What this doesn’t do is guarantee that any item is the randomly selected item within the set, it has no ordering, without guaranteed ordering there is no security as you can just provide any items you want as proof, as long as the set contains them.

To add ordering you’d require another level of structure, and this… I’m not sure how to achieve.

For accumulators to be more usable they would need strong ordering, with verifiability of ordering using only the witnesses. This would give them similar qualities to a Merkle tree, but is that possible with less data than Merkle tree proofs e.g. (\log n) * m * 32 where m is the number of paths, versus (\log_2N) * m where N is the modulus, assuming only \log_2N bits are required for each witness.

1 Like

This post RSA Accumulators for Plasma Cash history reduction on RSA Accumulators describes that we can build both proofs of membership and proof of non-membership. But the stored elements have to be primes or powers of a prime to avoid interaction.
I think that with this we could store an arbitrary number of ordered values (also non-primes) by adding p_1^{x_1} , ... p_n^{x_n}, with p_1, … p_n being the first n primes and x_1, … x_n being the values to store.
By proving membership of p_i^{x_i} and non-membership of p_i^{x_i+1} we show that x_i is on the i-th place in the set.


I’m a bit late on finding this thread, but have you considered using the new RSA batching techniques to handle this problem? @gakonst has a good simplified writeup on it.

The idea is to replace the need for making batched update data available with a zero-knowledge proof that shows that a sender of a transaction knows the discrete log of their batched exponent, without needing to send the exponent of course.

@vbuterin suggested an n-party setup where each party provides a prime to create a modulus N = p_1 * p_2 * ... * p_n. I thought it would be better to have each party provide a large semiprime s_i = p_{i1} * p_{i2} as its own modulus, and use each modulus as its own accumulator, running in parallel. Here’s my reasoning:


  • No multiparty computation ceremony is needed to multiply the numbers without anyone learning them.

  • Proofs can be verified in parallel.

  • Furthermore, updating an accumulator/verifying a witness requires mod N exponentiation, which requires us to multiply N-bit numbers O(\log a) times (using the repeated squaring method). Using the Karatsuba algorithm, this takes O(\log a)(2048n)^{1.58} time for a product of n 2048 bit primes, but only O(\log a) \cdot n (4096)^{1.58} for n products of pairs of 2048-bit primes, so the latter method is faster by a factor of (n^{0.58})/2^{1.58}. The speedup is (n^{1.58})/2^{1.58} if the multiplications are parallel, and potentially more if the decrease in size of the multiplicands allows us to take advantage of hardware speedups for multiplication.

  • Since the semiprimes are just standard RSA-2048 keys, they don’t have to be created specifically for the purpose of this accumulator. They can come from a variety of sources. For example:

    • we can use famous semiprimes like those from the RSA factoring challenge.

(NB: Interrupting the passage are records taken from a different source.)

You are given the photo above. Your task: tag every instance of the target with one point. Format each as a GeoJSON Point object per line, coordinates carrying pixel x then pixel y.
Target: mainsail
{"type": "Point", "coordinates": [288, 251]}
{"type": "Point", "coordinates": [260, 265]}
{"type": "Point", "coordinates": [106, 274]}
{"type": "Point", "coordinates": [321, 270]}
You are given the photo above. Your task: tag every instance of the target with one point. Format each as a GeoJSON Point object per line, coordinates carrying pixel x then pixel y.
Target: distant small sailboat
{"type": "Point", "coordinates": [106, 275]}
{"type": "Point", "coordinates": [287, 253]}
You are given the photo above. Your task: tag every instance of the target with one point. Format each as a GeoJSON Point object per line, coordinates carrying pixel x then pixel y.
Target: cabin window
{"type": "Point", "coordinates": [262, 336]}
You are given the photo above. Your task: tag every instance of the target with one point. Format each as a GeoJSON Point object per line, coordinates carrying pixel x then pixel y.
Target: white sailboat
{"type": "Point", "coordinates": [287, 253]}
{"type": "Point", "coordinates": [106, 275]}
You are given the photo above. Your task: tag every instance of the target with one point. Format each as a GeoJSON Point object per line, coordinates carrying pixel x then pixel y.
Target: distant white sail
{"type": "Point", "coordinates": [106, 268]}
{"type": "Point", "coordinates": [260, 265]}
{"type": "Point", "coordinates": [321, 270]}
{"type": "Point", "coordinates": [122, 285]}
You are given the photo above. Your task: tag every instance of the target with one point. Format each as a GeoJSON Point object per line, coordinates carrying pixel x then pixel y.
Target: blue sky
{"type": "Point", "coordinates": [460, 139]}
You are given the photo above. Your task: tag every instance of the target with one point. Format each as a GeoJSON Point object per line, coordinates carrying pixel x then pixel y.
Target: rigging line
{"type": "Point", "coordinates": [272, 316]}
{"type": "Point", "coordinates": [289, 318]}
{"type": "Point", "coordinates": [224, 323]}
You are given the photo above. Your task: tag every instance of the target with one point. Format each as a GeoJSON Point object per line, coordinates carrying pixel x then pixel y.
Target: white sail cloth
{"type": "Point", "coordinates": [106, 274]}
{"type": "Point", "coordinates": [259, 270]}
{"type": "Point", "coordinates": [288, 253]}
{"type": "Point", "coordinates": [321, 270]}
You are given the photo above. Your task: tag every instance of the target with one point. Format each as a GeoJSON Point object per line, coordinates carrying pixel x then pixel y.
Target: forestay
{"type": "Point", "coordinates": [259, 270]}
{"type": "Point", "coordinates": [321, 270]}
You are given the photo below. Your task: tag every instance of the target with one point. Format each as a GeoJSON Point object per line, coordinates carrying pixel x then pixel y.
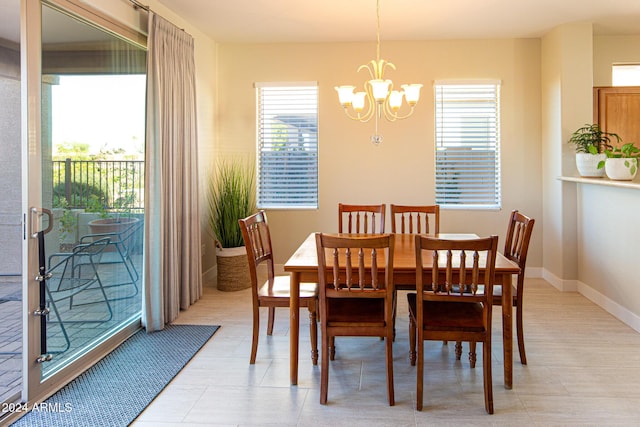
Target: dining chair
{"type": "Point", "coordinates": [275, 291]}
{"type": "Point", "coordinates": [453, 300]}
{"type": "Point", "coordinates": [415, 219]}
{"type": "Point", "coordinates": [365, 219]}
{"type": "Point", "coordinates": [356, 290]}
{"type": "Point", "coordinates": [516, 247]}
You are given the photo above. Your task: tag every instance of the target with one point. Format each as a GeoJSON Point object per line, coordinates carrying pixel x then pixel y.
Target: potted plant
{"type": "Point", "coordinates": [231, 197]}
{"type": "Point", "coordinates": [590, 142]}
{"type": "Point", "coordinates": [621, 163]}
{"type": "Point", "coordinates": [67, 224]}
{"type": "Point", "coordinates": [114, 221]}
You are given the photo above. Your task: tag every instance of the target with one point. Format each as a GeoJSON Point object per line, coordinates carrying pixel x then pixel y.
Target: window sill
{"type": "Point", "coordinates": [635, 184]}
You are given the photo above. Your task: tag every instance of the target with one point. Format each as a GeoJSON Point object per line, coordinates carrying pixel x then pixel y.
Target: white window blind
{"type": "Point", "coordinates": [467, 145]}
{"type": "Point", "coordinates": [287, 145]}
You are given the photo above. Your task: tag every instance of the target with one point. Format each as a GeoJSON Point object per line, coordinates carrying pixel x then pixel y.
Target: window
{"type": "Point", "coordinates": [625, 75]}
{"type": "Point", "coordinates": [287, 145]}
{"type": "Point", "coordinates": [467, 144]}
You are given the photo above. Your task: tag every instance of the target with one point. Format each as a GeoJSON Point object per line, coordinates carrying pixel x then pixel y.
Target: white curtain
{"type": "Point", "coordinates": [173, 279]}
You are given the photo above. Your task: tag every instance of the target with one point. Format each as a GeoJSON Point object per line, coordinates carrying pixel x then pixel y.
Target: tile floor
{"type": "Point", "coordinates": [584, 369]}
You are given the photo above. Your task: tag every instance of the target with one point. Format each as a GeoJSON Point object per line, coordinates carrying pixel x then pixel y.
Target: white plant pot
{"type": "Point", "coordinates": [587, 164]}
{"type": "Point", "coordinates": [621, 169]}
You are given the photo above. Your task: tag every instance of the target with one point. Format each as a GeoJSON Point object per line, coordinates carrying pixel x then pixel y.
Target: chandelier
{"type": "Point", "coordinates": [378, 96]}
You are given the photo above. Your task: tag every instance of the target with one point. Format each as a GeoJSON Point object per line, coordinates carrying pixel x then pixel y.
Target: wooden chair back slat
{"type": "Point", "coordinates": [364, 219]}
{"type": "Point", "coordinates": [423, 219]}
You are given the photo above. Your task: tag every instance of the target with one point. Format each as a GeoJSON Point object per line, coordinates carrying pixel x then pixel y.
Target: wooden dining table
{"type": "Point", "coordinates": [303, 267]}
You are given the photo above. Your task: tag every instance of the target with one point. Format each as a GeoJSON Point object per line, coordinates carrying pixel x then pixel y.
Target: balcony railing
{"type": "Point", "coordinates": [78, 181]}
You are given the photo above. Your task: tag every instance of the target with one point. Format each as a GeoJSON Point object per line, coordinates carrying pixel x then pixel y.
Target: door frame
{"type": "Point", "coordinates": [34, 388]}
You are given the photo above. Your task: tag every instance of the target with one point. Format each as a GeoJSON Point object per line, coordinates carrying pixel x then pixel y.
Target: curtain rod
{"type": "Point", "coordinates": [137, 4]}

    • We can use expired public keys from defunct organizations as suggested in Bunz’s talk

    • We can generate several large random “nothing-up-my-sleeve” numbers and hope they have large prime factors. As Theorem 1 of the paper on page 262 of this document linked by @JustinDrake proves, a 6144-bit (6KiB) random number has a 0.5 * (\ln^2(3/2) + O(1/(6144\ln2))) \approx 0.08 probability of having at least 2 >2048 bit prime factors (not sure, but it may be possible to improve this guarantee by squeezing). As Justin says, this paper sees the benefit of choosing multiple small numbers over one big number, but as far as I can tell, it misses the fact that it is not necessary to multiply these to get an accumulator. Indeed, efficiency was the main problem with this scheme, so getting the (n^{0.58})/2^{1.58} speedup may be important for this approach.

    • Trusted individuals in the cryptocurrency community can supply public keys they generate.

  • (Minor point) The single prime way is insecure against n-1 parties being dishonest, since n-1 parties can factor their primes out of the modulus to find the last prime, the semiprime setup is secure unless all n parties are dishonest.


  • Obviously, the size of the accumulator and witnesses is doubled.

Are there any problems with this scheme I’ve missed?